At the very least, even inedible berries can provide some much-needed color to offset the drabness of late fall and winter, spicing up your yard and garden with splashes of red, blue, and purple.
Let's take a look at a few fine varieties of wintertime berries.
Deck the Halls...
Holly trees and shrubs offer classic red berry clusters, which are so familiar to Western eyes that they've become a classic symbol of winter and Christmas. In fact, some say that's part of the reason that red and green are traditional Yuletide colors.
There are plenty of colorful holly cultivars that produce red berries in combination with their glossy evergreen boughs. Most flourish in full sun and well-drained soils. Among the heaviest berry-producers are English holly, Dahoon holly, Chinese holly, and Possomhaw, which may produce both orange and red fruit.
Holly berries are slightly toxic to humans, but birds love them.

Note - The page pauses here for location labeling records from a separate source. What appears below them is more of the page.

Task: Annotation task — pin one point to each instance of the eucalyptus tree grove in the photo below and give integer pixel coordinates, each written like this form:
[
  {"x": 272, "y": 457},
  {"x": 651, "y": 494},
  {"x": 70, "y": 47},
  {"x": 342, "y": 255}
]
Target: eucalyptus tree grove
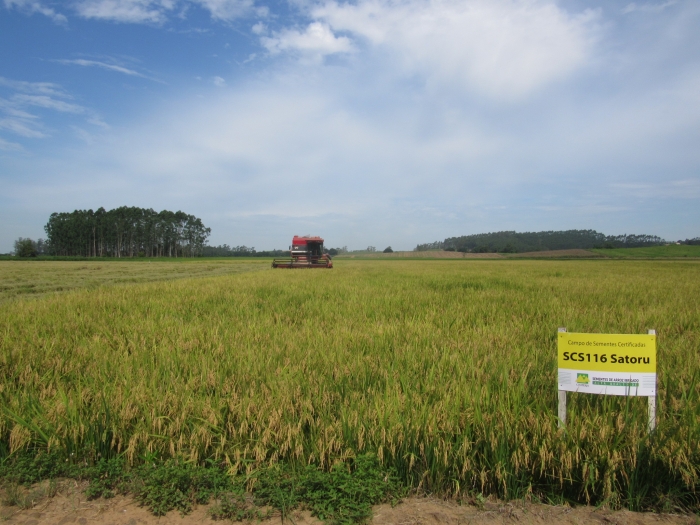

The berries start out quite hard, but after a few frosts turn soft enough for hungry birds to eat. Birds also like to shelter inside the holly trees, behind the leaves, during storms and really cold weather.
Blue and Purple Berries
The American beautyberry (a.k.a. the French mulberry), a mid-sized shrub, lives up to its name with clusters of lovely lavender berries that last from late fall well into the winter. These berries are edible, though they tend to be bland. You may want to leave them for the birds, which find them tasty enough.
Elderberries are also an option. Depending on species, the berries (which closely resemble blueberries) can vary from red to blue to a rich, dark purple-black, with an odd white variety native to Australia thrown in for good measure.
Blue and purple elderberries are quite edible, especially after a frost has removed the bitterness that tends to characterize the new berries -- but you'll have to beat the birds to them. There's no word on the white, but avoid the red elderberries; some sources claim these winter berries are slightly toxic.